In 2004, the ABC Television Network and MindShare in the US inked a unique programming deal and involved Unilever in the project too. They ordered six episodes of The Days from a drama script by John Scott Shepherd. Tollin/Robbins Productions developed the pilot and produced the series with MindShare.

This relationship stemmed from the programming partnership between the network and MindShare. The Days centered on the lives of two-career couple with three kids, filtered through the insights and wit of the cynical 14 year-old son. The first episode culminates in surprising events that affect the entire family and set the series on course at a breakneck pace -- just like real life.

MindShare secured advertising commitments from Unilever, who was a partner in the project, and also another unnamed MindShare client. MindShare clients who signed on had limited advertising exclusivity in certain categories.

MTV in the US got together with Unilever and Publicis' agency Bartle Bogle Hegarty for a new show - The Gamekillers. This was a scripted reality show and the first major marketing push behind the Axe Dry antiperspirant stick. The show did not directly feature the product but the show's characters, visual look and typography were tied to the brand when they appeared in an ad campaign that broke after the show made its debut in February this year. The show made a brand statement without mentioning the brand and while Unilever covered production costs, MTV brought air time and marketing support to the show.

The television show featuring business tycoon Donald Trump The Apprentice is yet another example of branded entertainment. Burger King, Mattel, Gillette, Intel and Nescafé are just some of the brands that have made their presence felt in the show. According to reports, each brand shells out close to $3-5 million per episode.

In one of the episodes, Donald's would-be apprentices, were asked to design a new toy for Mattel. In another, they had to launch a new flavor of Crest toothpaste.

On the other hand, Zeal Television, an independent entertainment production and format licensing company that has operations in London, Miami and Dubai has rolled out branded content with brands like Pepsi (The Pepsi Chart Show and Pepsi Musica) and Nissan (El Reto Final: The Nissan Re-Match).

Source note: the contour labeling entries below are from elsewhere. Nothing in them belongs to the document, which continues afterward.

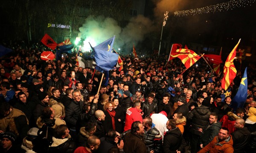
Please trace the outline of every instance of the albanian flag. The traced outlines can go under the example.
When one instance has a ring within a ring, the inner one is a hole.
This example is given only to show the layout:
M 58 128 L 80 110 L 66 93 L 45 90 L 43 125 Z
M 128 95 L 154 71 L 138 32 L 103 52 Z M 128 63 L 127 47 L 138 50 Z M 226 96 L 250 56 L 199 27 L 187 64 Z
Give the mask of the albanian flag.
M 132 51 L 132 53 L 134 55 L 135 57 L 135 58 L 137 58 L 137 53 L 136 53 L 136 50 L 135 49 L 135 47 L 134 47 L 134 45 L 133 50 Z
M 201 57 L 192 50 L 186 49 L 178 49 L 176 52 L 179 54 L 172 55 L 172 57 L 177 57 L 181 60 L 186 68 L 188 69 L 196 62 Z
M 54 50 L 57 46 L 57 44 L 55 41 L 47 34 L 45 34 L 42 40 L 42 43 L 52 50 Z
M 208 63 L 219 64 L 222 63 L 221 56 L 216 55 L 208 54 L 204 55 L 204 57 Z
M 70 41 L 70 40 L 69 38 L 67 38 L 64 41 L 62 41 L 61 43 L 58 44 L 58 46 L 61 46 L 63 45 L 72 45 L 72 43 Z
M 236 69 L 234 65 L 233 61 L 236 54 L 236 50 L 240 43 L 240 40 L 241 39 L 239 40 L 238 43 L 230 53 L 225 63 L 223 71 L 224 76 L 221 81 L 221 87 L 225 90 L 227 90 L 227 88 L 228 88 L 228 87 L 236 75 Z
M 176 52 L 176 51 L 178 49 L 182 48 L 182 45 L 180 43 L 174 43 L 172 46 L 172 49 L 171 49 L 171 52 L 170 52 L 170 55 L 169 55 L 169 60 L 168 61 L 170 61 L 176 57 L 173 57 L 172 55 L 174 56 L 179 54 L 179 53 Z
M 41 59 L 42 60 L 53 60 L 54 58 L 55 58 L 55 55 L 52 52 L 43 52 L 41 54 Z

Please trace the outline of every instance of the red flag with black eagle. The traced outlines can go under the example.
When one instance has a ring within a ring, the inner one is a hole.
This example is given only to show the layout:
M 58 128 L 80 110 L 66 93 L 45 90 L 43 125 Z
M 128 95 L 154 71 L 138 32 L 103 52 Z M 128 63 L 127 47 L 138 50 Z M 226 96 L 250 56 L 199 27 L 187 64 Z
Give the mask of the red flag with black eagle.
M 44 45 L 47 46 L 52 50 L 55 49 L 58 45 L 53 39 L 47 34 L 45 34 L 44 37 L 43 37 L 43 38 L 42 38 L 42 40 L 41 40 L 41 42 Z

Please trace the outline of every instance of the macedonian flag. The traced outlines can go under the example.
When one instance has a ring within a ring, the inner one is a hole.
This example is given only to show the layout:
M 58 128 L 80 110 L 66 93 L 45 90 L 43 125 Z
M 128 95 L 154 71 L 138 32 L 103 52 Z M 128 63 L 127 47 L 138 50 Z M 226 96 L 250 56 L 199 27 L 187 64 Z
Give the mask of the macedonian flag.
M 175 55 L 171 55 L 171 56 L 180 58 L 187 69 L 190 67 L 201 58 L 201 57 L 198 56 L 194 51 L 189 49 L 178 49 L 176 50 L 176 52 L 179 54 Z
M 239 40 L 238 43 L 227 57 L 225 65 L 224 65 L 224 70 L 223 71 L 224 76 L 221 81 L 221 87 L 225 90 L 227 90 L 236 75 L 236 69 L 234 65 L 234 59 L 236 57 L 236 50 L 240 43 L 241 39 Z

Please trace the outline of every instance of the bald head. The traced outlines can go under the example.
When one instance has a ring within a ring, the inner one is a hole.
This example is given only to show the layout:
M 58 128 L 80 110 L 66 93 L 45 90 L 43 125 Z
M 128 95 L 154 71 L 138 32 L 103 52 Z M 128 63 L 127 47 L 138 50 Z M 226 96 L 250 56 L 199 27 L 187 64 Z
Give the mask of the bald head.
M 238 118 L 236 120 L 234 127 L 236 128 L 241 128 L 244 127 L 245 122 L 242 118 Z
M 99 121 L 104 121 L 105 120 L 105 116 L 104 112 L 101 110 L 97 110 L 95 112 L 95 117 Z

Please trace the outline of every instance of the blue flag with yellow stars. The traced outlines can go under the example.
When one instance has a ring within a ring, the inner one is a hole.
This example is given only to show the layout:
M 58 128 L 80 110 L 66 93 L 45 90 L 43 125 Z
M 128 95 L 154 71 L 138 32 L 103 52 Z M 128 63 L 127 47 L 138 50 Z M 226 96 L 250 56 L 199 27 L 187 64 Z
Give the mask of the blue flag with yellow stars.
M 108 83 L 109 71 L 116 65 L 118 59 L 118 54 L 111 52 L 114 40 L 114 36 L 94 47 L 90 44 L 94 51 L 96 63 L 95 69 L 105 75 L 105 78 L 102 83 L 105 86 L 107 86 Z
M 238 107 L 243 108 L 247 97 L 247 67 L 246 67 L 241 79 L 237 93 L 231 101 L 230 107 L 235 111 Z

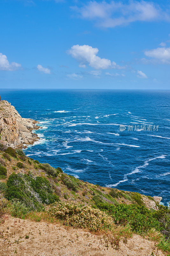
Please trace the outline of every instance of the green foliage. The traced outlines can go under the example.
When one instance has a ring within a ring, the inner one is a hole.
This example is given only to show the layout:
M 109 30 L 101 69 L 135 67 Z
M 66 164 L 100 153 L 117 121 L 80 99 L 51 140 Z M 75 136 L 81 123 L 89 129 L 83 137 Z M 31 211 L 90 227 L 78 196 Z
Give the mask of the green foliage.
M 97 205 L 100 209 L 106 211 L 115 220 L 115 224 L 130 225 L 132 230 L 138 233 L 153 228 L 159 231 L 161 224 L 154 213 L 144 206 L 124 204 L 117 206 L 109 204 Z
M 52 167 L 48 164 L 42 164 L 41 165 L 42 166 L 41 169 L 46 172 L 49 175 L 51 175 L 54 177 L 57 177 L 57 176 L 55 168 Z
M 112 188 L 110 191 L 109 192 L 109 195 L 114 198 L 117 198 L 118 195 L 116 191 L 116 190 L 115 188 Z
M 75 228 L 87 228 L 91 231 L 97 231 L 104 228 L 109 230 L 114 225 L 110 216 L 90 206 L 60 203 L 49 212 L 52 216 L 63 220 L 64 224 Z
M 22 149 L 17 149 L 17 152 L 18 155 L 19 155 L 19 156 L 21 156 L 25 157 L 25 153 L 23 152 Z
M 4 158 L 6 158 L 6 159 L 8 160 L 9 161 L 11 162 L 11 158 L 8 154 L 6 154 L 6 153 L 4 153 L 3 156 Z
M 6 168 L 2 165 L 0 165 L 0 175 L 4 175 L 7 174 L 7 170 Z
M 9 147 L 4 151 L 5 153 L 8 154 L 8 155 L 9 155 L 11 156 L 13 156 L 14 157 L 17 157 L 16 155 L 17 152 L 16 151 L 14 148 L 11 148 L 11 147 Z
M 7 186 L 6 183 L 0 182 L 0 193 L 5 193 L 7 189 Z
M 62 171 L 62 169 L 61 169 L 61 168 L 60 168 L 60 167 L 57 167 L 57 170 L 58 170 L 60 172 L 63 172 Z
M 59 200 L 53 194 L 49 180 L 44 177 L 13 173 L 7 181 L 5 196 L 8 200 L 17 198 L 33 209 L 40 210 L 42 204 L 48 204 Z
M 64 179 L 63 180 L 63 183 L 67 186 L 68 188 L 70 188 L 75 192 L 77 192 L 76 184 L 71 179 L 68 178 Z
M 21 168 L 23 168 L 24 167 L 24 164 L 22 163 L 21 163 L 21 162 L 18 162 L 17 164 L 17 166 L 18 168 L 21 169 Z

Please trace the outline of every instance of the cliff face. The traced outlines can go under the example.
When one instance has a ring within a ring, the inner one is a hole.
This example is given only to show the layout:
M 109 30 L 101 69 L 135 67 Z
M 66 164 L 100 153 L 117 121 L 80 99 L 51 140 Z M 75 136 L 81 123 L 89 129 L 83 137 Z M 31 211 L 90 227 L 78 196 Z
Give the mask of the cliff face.
M 23 118 L 14 107 L 6 100 L 0 101 L 0 142 L 12 148 L 26 147 L 39 138 L 31 132 L 39 127 L 38 123 Z

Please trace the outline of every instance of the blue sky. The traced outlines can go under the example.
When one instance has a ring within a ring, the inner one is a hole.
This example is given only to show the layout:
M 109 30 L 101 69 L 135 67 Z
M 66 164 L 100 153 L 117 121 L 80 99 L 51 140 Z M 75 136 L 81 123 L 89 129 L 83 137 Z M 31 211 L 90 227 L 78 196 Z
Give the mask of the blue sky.
M 169 89 L 170 1 L 0 3 L 0 88 Z

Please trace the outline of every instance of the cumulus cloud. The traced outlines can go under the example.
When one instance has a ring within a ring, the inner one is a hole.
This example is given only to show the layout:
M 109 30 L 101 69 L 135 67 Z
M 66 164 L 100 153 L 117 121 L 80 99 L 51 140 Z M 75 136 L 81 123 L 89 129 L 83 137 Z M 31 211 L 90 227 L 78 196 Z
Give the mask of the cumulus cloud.
M 91 1 L 82 7 L 72 8 L 81 18 L 94 20 L 103 28 L 124 26 L 138 21 L 170 21 L 169 15 L 158 4 L 144 1 L 131 1 L 127 3 Z
M 93 76 L 100 76 L 101 75 L 102 72 L 100 70 L 92 70 L 89 73 Z
M 96 69 L 124 68 L 110 60 L 97 56 L 98 51 L 97 48 L 93 48 L 91 46 L 76 44 L 72 46 L 68 53 L 80 63 L 79 66 L 81 68 L 85 68 L 86 65 L 89 65 Z
M 145 51 L 146 56 L 151 57 L 163 64 L 170 64 L 170 47 L 159 47 L 156 49 Z
M 16 62 L 10 64 L 6 55 L 0 53 L 0 70 L 13 71 L 21 67 L 20 64 Z
M 49 68 L 43 68 L 41 65 L 38 65 L 37 67 L 38 70 L 40 72 L 43 72 L 45 74 L 50 74 L 50 70 Z
M 72 74 L 67 75 L 67 76 L 69 78 L 74 79 L 74 80 L 81 79 L 83 78 L 82 76 L 80 76 L 79 75 L 77 75 L 75 73 L 73 73 Z
M 142 72 L 142 71 L 141 71 L 140 70 L 138 70 L 137 71 L 137 73 L 138 75 L 137 75 L 137 76 L 138 77 L 139 77 L 139 78 L 148 78 L 148 77 L 145 75 L 145 73 L 144 73 L 143 72 Z

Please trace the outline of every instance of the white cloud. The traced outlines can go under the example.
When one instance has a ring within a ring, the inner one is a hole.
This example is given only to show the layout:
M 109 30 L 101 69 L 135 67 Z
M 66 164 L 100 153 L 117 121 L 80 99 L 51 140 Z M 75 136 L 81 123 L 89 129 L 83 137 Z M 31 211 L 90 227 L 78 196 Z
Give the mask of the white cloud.
M 170 21 L 169 16 L 158 4 L 144 1 L 131 1 L 127 3 L 91 1 L 81 7 L 72 8 L 81 18 L 93 20 L 97 26 L 103 28 L 124 26 L 137 21 Z
M 102 72 L 100 70 L 92 70 L 89 73 L 93 76 L 100 76 L 101 75 Z
M 164 47 L 164 46 L 166 46 L 166 43 L 164 43 L 163 42 L 162 42 L 162 43 L 161 43 L 159 45 L 160 45 L 160 46 L 162 46 L 163 47 Z
M 81 68 L 85 68 L 88 64 L 96 69 L 124 68 L 117 65 L 114 61 L 112 62 L 110 60 L 97 56 L 98 51 L 97 48 L 93 48 L 91 46 L 76 44 L 72 46 L 68 53 L 80 62 Z
M 69 74 L 67 75 L 67 76 L 69 77 L 69 78 L 74 79 L 74 80 L 77 80 L 78 79 L 81 79 L 83 78 L 82 76 L 80 76 L 79 75 L 77 75 L 75 73 L 73 73 L 72 74 Z
M 143 72 L 142 72 L 142 71 L 141 71 L 139 70 L 138 70 L 137 71 L 137 73 L 138 75 L 137 75 L 137 76 L 138 77 L 139 77 L 139 78 L 148 78 L 148 77 L 145 75 L 145 73 L 144 73 Z
M 40 72 L 43 72 L 45 74 L 50 74 L 50 70 L 46 68 L 43 68 L 41 65 L 38 65 L 37 67 L 38 70 Z
M 13 71 L 21 67 L 20 64 L 16 62 L 12 62 L 10 64 L 6 55 L 0 53 L 0 70 Z
M 110 73 L 109 72 L 106 72 L 105 73 L 107 76 L 125 76 L 125 75 L 124 74 L 119 74 L 118 73 L 115 73 L 115 74 Z
M 145 51 L 144 53 L 146 56 L 158 60 L 160 63 L 170 64 L 170 47 L 159 47 Z

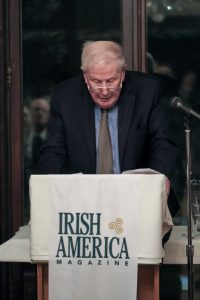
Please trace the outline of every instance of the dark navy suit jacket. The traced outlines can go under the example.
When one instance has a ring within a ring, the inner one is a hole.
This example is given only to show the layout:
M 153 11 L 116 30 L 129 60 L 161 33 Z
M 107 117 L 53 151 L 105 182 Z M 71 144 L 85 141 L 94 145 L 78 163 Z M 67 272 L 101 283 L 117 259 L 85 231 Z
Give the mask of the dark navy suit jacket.
M 118 101 L 121 171 L 152 168 L 171 177 L 177 156 L 161 103 L 160 82 L 152 75 L 127 71 Z M 82 76 L 53 92 L 49 135 L 37 172 L 96 172 L 94 103 Z

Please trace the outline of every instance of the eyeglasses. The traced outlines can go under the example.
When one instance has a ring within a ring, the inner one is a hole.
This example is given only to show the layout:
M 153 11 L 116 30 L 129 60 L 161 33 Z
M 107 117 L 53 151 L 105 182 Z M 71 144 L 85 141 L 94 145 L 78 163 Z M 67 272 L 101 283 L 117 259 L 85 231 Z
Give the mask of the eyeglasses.
M 105 85 L 105 86 L 91 86 L 88 83 L 86 83 L 86 84 L 87 84 L 88 90 L 90 92 L 94 92 L 94 93 L 100 93 L 105 89 L 109 92 L 116 92 L 116 91 L 122 89 L 122 81 L 120 82 L 120 85 L 116 85 L 116 86 L 112 86 L 109 84 Z

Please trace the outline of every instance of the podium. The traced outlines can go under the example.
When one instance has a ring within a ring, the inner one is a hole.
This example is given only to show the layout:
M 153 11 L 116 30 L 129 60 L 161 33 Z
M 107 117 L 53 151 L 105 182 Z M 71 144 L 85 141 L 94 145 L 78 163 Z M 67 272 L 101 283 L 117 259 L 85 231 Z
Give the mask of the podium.
M 31 223 L 0 246 L 0 261 L 37 264 L 37 299 L 48 299 L 49 198 L 52 177 L 91 180 L 101 175 L 33 175 L 30 180 Z M 104 176 L 104 175 L 103 175 Z M 105 175 L 106 176 L 106 175 Z M 137 181 L 140 193 L 137 300 L 159 300 L 159 266 L 164 257 L 162 237 L 171 227 L 167 207 L 165 176 L 161 174 L 109 175 Z M 75 177 L 78 178 L 78 177 Z M 122 179 L 123 178 L 123 179 Z
M 31 261 L 37 263 L 38 300 L 48 299 L 49 197 L 52 177 L 71 176 L 91 180 L 102 175 L 33 175 L 31 198 Z M 77 177 L 78 176 L 78 177 Z M 103 175 L 105 176 L 105 175 Z M 165 176 L 161 174 L 109 175 L 118 184 L 127 179 L 139 182 L 139 257 L 137 300 L 159 299 L 159 265 L 164 256 L 162 236 L 172 226 L 167 207 Z M 100 177 L 101 178 L 101 177 Z M 44 213 L 45 212 L 45 213 Z M 66 291 L 67 292 L 67 291 Z

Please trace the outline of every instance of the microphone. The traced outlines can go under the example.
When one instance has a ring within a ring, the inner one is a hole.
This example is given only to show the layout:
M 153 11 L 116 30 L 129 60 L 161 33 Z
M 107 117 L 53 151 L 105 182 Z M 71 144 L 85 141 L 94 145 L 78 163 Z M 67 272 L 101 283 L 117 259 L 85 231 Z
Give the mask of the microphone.
M 173 109 L 179 110 L 183 114 L 187 115 L 188 117 L 194 117 L 198 120 L 200 120 L 200 114 L 196 111 L 194 111 L 190 106 L 185 105 L 181 98 L 179 97 L 172 97 L 170 99 L 170 105 Z

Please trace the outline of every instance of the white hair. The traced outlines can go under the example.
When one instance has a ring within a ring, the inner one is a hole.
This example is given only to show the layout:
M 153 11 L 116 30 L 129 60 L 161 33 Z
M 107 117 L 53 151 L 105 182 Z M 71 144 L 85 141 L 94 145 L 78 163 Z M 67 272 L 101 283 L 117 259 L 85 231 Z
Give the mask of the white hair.
M 95 64 L 119 64 L 120 68 L 125 67 L 125 58 L 122 47 L 113 41 L 88 41 L 83 44 L 81 56 L 81 69 L 86 71 Z

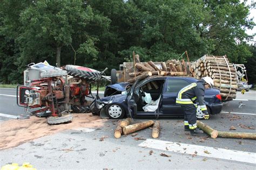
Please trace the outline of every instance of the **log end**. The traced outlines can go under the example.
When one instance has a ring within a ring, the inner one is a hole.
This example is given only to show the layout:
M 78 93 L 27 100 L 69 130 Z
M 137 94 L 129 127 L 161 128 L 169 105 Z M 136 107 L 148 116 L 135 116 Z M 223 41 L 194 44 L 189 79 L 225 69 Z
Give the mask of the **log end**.
M 120 138 L 121 137 L 121 132 L 114 132 L 114 136 L 116 138 Z
M 211 137 L 212 138 L 215 139 L 218 137 L 218 131 L 217 130 L 213 130 L 211 133 Z

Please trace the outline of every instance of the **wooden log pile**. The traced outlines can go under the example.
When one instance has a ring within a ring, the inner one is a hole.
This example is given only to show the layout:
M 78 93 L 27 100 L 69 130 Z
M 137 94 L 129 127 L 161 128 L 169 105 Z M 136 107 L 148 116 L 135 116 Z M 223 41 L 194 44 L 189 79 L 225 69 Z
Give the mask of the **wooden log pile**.
M 147 128 L 153 125 L 152 136 L 154 138 L 157 138 L 159 135 L 160 132 L 160 122 L 150 120 L 145 121 L 142 123 L 138 123 L 134 124 L 130 124 L 132 119 L 127 118 L 124 121 L 119 121 L 117 128 L 114 130 L 114 136 L 116 138 L 119 138 L 121 135 L 127 135 L 134 132 L 139 131 L 142 129 Z
M 184 60 L 168 60 L 156 65 L 153 61 L 140 62 L 138 54 L 134 57 L 135 69 L 129 73 L 127 82 L 134 83 L 137 80 L 143 80 L 152 75 L 159 76 L 190 76 Z
M 223 101 L 235 98 L 238 88 L 236 72 L 226 55 L 205 55 L 191 63 L 191 73 L 199 80 L 206 76 L 212 77 L 214 87 L 220 91 Z

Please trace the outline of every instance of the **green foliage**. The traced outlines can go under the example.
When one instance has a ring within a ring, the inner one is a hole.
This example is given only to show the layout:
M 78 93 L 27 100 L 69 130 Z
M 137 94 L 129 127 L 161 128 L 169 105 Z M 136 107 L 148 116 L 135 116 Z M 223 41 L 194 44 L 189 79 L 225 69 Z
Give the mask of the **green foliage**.
M 143 61 L 187 51 L 192 61 L 211 54 L 253 63 L 245 32 L 255 25 L 249 8 L 239 0 L 2 0 L 0 82 L 21 82 L 30 62 L 64 65 L 75 57 L 76 65 L 108 67 L 109 74 L 132 61 L 133 51 Z

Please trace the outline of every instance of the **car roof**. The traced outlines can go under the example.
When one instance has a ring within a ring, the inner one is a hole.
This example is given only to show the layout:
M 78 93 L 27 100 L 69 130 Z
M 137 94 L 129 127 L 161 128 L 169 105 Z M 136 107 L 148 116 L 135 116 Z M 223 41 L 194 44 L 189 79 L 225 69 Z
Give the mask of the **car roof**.
M 147 77 L 144 80 L 151 80 L 151 79 L 183 79 L 188 80 L 190 82 L 197 82 L 198 80 L 196 79 L 195 78 L 191 76 L 159 76 L 159 75 L 153 75 L 152 76 Z

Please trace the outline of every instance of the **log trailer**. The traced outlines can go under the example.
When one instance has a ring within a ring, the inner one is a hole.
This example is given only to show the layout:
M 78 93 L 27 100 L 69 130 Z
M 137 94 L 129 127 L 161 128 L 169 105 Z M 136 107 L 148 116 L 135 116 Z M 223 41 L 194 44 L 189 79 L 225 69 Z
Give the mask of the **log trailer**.
M 90 112 L 85 97 L 95 98 L 92 84 L 105 79 L 102 74 L 107 69 L 100 72 L 74 65 L 58 68 L 48 63 L 30 64 L 24 72 L 24 85 L 17 87 L 17 104 L 30 115 L 47 117 L 50 124 L 70 122 L 71 112 Z

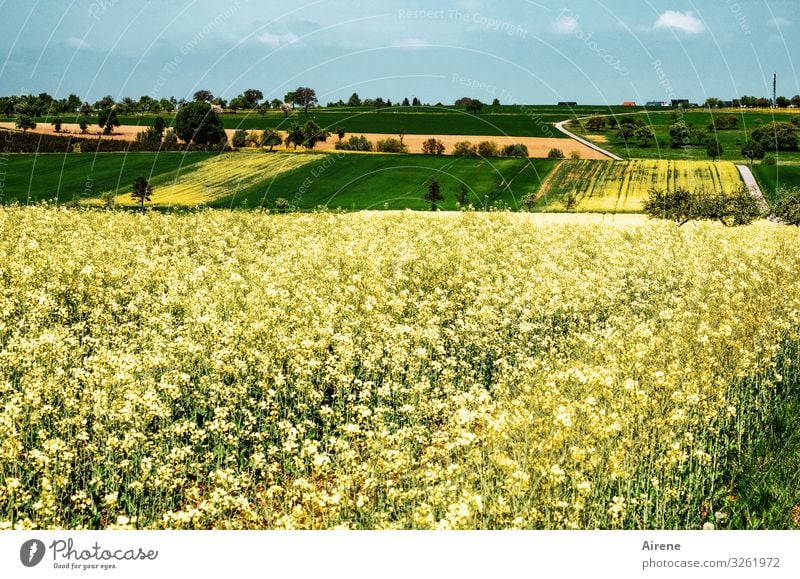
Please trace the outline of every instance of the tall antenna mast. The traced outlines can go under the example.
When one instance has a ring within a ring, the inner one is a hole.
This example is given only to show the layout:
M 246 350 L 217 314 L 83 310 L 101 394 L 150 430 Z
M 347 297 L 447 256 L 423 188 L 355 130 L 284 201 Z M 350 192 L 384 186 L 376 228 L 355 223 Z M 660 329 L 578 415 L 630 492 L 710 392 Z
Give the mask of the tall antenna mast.
M 778 73 L 772 73 L 772 108 L 778 106 Z

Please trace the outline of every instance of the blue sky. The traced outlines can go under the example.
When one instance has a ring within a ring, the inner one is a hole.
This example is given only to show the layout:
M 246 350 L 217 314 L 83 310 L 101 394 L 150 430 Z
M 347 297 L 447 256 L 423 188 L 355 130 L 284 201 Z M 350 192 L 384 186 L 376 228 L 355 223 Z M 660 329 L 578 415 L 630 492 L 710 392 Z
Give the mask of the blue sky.
M 797 0 L 0 0 L 0 95 L 320 101 L 800 93 Z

The 60-minute show Pepsi Musica airs on Telefutura and delivers an aggregate 5.0 rating points, making the show the unrivalled market leader among US Hispanics. On the other hand, the reality show El Reto Final: The Nissan Re-Match was developed in response to the advertiser's needs for a soccer related property with promotional extensions and franchising possibilities.

On the films front, the Tom Hanks starrer Cast Away is well-known for its prominent product placement marketing. Two brands that benefited from the movie were FedEx and Wilson Sporting Goods. One of the notable "characters" in the movie is Wilson, a volleyball that Hanks finds in one of the FedEx boxes while deserted on an island.

The examples out there are manifold and increasing by the day. The single reason being - the media environment is getting cluttered and brands have to work that much harder to get consumers' attention. Branded entertainment, if done right, seems to be the answer to every marketers' questions and worries.